Tuesday, September 22, 2015

Only Salt: No Pepper!

'Paps, you look like a grandfather!" coming from the person I love utmost in my life, such remarks should have jolted me but that was not to be! Yes, just across the milestone that lies in the middle of the datum that stretches between a 40 years young and a 50 years oldie, I have more whites than blacks on my head ...........calling those silvers as grey would be utterly wrong and may lead friends to believe that I have gone colour blind 'too'.

I don't have genes that support trends on the scalp. I began to lose my hair, in a true family tradition, well over a decade ago. Then came the change of shade if not colour per se. In fact, both the events belong to same circa. What next came was an act of desperation - a visit to Dr Batra's (and 11 more visits thereafter, each separated from the other by a lunar moon). As I began to shed my currency, shedding on top appeared to slow down  but menu did not. So came the next step, equally desperate - colour the mane or whatever had been left of it!

Looking back, lemme confess all that was useless, not required and of course, pretty funny! But why do I think so? Is it due to my quest to look natural or is it my repulsion towards artificial colours and dyes; ammonia or no ammonia! Or is it due to the fact that like the lead character of Lunchbox, I have also realised that I am not young any longer even if not old either! Actually, (d), as in MCQs, none of the above would be the answer!

God has been kind and I have lived a life that I always wanted to live (thanks to some). When the same God has brought in the silver, I don't find it proper to run away from it.

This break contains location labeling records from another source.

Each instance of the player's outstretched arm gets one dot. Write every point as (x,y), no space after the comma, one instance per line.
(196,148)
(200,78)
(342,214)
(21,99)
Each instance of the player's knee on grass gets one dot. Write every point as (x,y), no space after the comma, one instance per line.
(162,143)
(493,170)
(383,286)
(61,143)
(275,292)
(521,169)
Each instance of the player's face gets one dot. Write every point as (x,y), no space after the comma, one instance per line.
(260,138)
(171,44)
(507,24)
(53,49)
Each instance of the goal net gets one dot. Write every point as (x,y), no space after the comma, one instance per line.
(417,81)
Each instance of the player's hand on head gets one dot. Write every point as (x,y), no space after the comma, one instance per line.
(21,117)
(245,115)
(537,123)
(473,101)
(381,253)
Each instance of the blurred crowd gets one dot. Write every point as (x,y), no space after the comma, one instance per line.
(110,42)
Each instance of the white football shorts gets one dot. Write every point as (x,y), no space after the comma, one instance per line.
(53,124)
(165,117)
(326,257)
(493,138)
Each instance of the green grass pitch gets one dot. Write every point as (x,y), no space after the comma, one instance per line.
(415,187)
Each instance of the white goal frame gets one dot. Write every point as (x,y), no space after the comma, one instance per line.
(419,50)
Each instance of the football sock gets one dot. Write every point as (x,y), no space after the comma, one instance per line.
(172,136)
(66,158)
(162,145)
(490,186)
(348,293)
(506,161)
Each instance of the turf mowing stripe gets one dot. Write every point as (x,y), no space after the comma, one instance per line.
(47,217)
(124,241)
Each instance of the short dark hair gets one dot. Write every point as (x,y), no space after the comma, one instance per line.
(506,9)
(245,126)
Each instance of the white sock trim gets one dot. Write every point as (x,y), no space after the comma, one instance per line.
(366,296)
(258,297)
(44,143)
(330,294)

If  He has allowed me to enjoy my youth, I must not shy away from my middle age...... such is my simple reason and an equally rustic logic. And then who has seen tomorrow! I don't want to walk off the field after wasting the opportunity to experience another unadulterated phase of my life.

On the lighter side, however, there are certain perks and privileges - staff gets up to serve (in the movie hall, in the shopping centre and in the club), assuming that I must be a very senior  guy. People don't raise an eyebrow if I keep sitting in a metro (more so to rest my metallic limb) or if I brush past someone who may be younger but not as agile. I am not sure what strangers belonging to opposite gender think and feel about all this (who can predict them in any case?) but people of my gender don't really give a damn. So, there is a sense of obscurity and it feels good. It feels nice to belong to the crowds once again.

As regards Czia pulling my leg, that is all in a lighter vein and we both know that age and appearances don't affect mutual love and affection. I am sure her experience with my silvers will, one day, spare a decent guy some avoidable agony a few decades from now!